Nichols ist der einzige Regisseur, dessen Filme dieses Jahr auf drei der fünf größten Filmfestspiele liefen (Berlin, Cannes, Toronto). Sein neuestes Werk, Loving, über eine "Mischehe" zur Zeit der Rassentrennung, könnte möglicherweise Nichols' erster Oscar-Anwärter werden. Sein zweiter und dritter Spielfilm, Take Shelter und Mud, wurden schon an der französischen Riviera gezeigt, womit Nichols zu der exklusiven Gruppe von Regisseuren gehört, die ihre Werke regelmäßig in Cannes vorstellen.

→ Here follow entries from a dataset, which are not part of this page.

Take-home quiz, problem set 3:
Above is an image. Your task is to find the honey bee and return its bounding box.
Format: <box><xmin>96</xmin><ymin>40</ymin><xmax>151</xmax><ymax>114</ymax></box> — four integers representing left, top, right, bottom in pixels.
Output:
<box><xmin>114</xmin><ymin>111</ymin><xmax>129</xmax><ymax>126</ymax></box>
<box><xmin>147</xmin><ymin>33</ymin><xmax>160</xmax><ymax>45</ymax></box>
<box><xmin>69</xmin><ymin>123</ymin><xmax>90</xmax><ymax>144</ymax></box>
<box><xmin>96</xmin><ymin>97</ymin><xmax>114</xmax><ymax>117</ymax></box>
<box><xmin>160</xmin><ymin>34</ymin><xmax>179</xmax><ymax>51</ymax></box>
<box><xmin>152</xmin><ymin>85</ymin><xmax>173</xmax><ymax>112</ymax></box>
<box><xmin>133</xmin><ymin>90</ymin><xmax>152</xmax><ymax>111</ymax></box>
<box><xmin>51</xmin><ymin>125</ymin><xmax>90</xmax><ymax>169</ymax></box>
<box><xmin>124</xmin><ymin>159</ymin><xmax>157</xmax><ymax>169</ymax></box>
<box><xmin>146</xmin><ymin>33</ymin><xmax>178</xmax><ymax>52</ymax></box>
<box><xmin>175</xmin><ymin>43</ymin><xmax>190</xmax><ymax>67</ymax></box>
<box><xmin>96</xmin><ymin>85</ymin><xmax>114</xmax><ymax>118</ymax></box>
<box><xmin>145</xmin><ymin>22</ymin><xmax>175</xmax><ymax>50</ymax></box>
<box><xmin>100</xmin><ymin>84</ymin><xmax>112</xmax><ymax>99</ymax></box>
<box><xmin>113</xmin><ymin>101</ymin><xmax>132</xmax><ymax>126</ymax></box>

Loving ist der zweite Film, den Nichols dieses Jahr veröffentlicht hat, und insgesamt sein fünfter. Er erzählt von dem Paar Mildred und Richard Loving aus Virginia, deren Fall 1967 dazu führte, dass der Oberste Gerichtshof der USA endlich die Gesetze gegen Mischehen abschaffte. Bei der Vorstellung in Cannes gab es Standing Ovations. Der Australier Joel Edgerton (Der große Gatsby, The Gift) spielt in Loving Richard, die äthiopisch-irische Ruth Negga (Warcraft: The Beginning) spielt Mildred, und wie die meisten Filme aus Nichols' Feder spielt der Film in den Südstaaten.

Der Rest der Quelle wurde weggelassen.